Lau menuruni anak tangga dengan tidak bersemangat, wajahnya terus ditekuk. Menggendong Tote bag yang penuh dengan buku-buku. Daniel sudah Stand by di meja makan. Dia terus memperhatikan Lau sambil menyeruput kopi hitam.
"Pagi gadis berkacamata," sapa Daniel.
"Lau. Panggil aku Lau."
"Gadis berkaca mata lebih estetik."
Lau tidak menjawab. Dia sedang tidak mau berdebat.
"Minum."
"Kayak orang tua. Minumannya kopi," Lau menaruh tote bag di atas meja makan.
"Merusak pemandangan. Begini lebih bagus," Daniel memindahkan tote bag di bawah meja makan.
"Suka … suka. Jangan ngatur," Lau menarik kursi.
"Tapi kalau tanpa kacamata akan terlihat lebih manis."
Daniel hendak melepas kacamata Lau. Dengan cepat Lau menghindar. Menghalau tangan Daniel dengan lengannya.
"Bisa sopan sedikit nggak."
"Ups … maaf."
"Tante Siska," teriak Lau.
"Ada apa sih? Masih repot nih. Sarapan belum siap. Untuk sementara akur dulu," omel tante Siska dari dapur.
"Kita titipkan saja dia ke penitipan anak ya. Belum sehari saja sudah tingkah bikin pusing kepala, apalagi setahun."
Daniel tertawa tanpa suara. Mengejek Lau.
"Mana ada penitipan yang mau menerimanya," teriak tante Siska dari dapur.
"Kalau gitu ke penitipan kucing saja."
"Enak saja. Emangnya aku kucing."
"Tante …" rengek Lau.
"Aduh diem dulu. Gosong kan.
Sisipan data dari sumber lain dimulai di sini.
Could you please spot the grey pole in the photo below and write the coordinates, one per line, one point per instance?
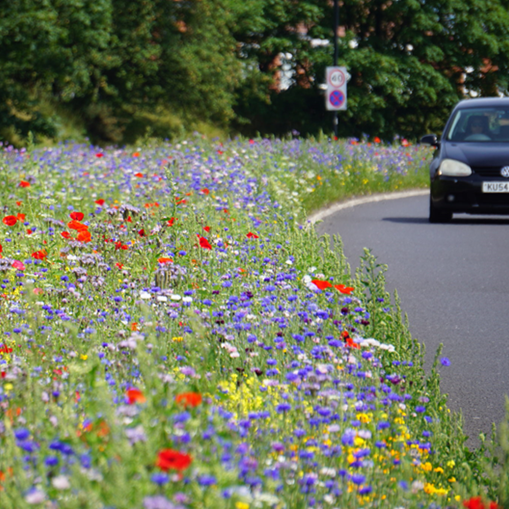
(336, 26)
Nggak kelar-kelar masaknya."
Lau memanyunkan bibirnya. Tante Siska tidak berpihak padanya.
"Ternyata bibir kamu bagus juga."
Daniel mendekatkan wajahnya pada Lau. Risih. Lau menjauhkan Daniel dengan satu jari. Jari telunjuknya.
"Jangan terlalu dekat denganku. Jaga jarak."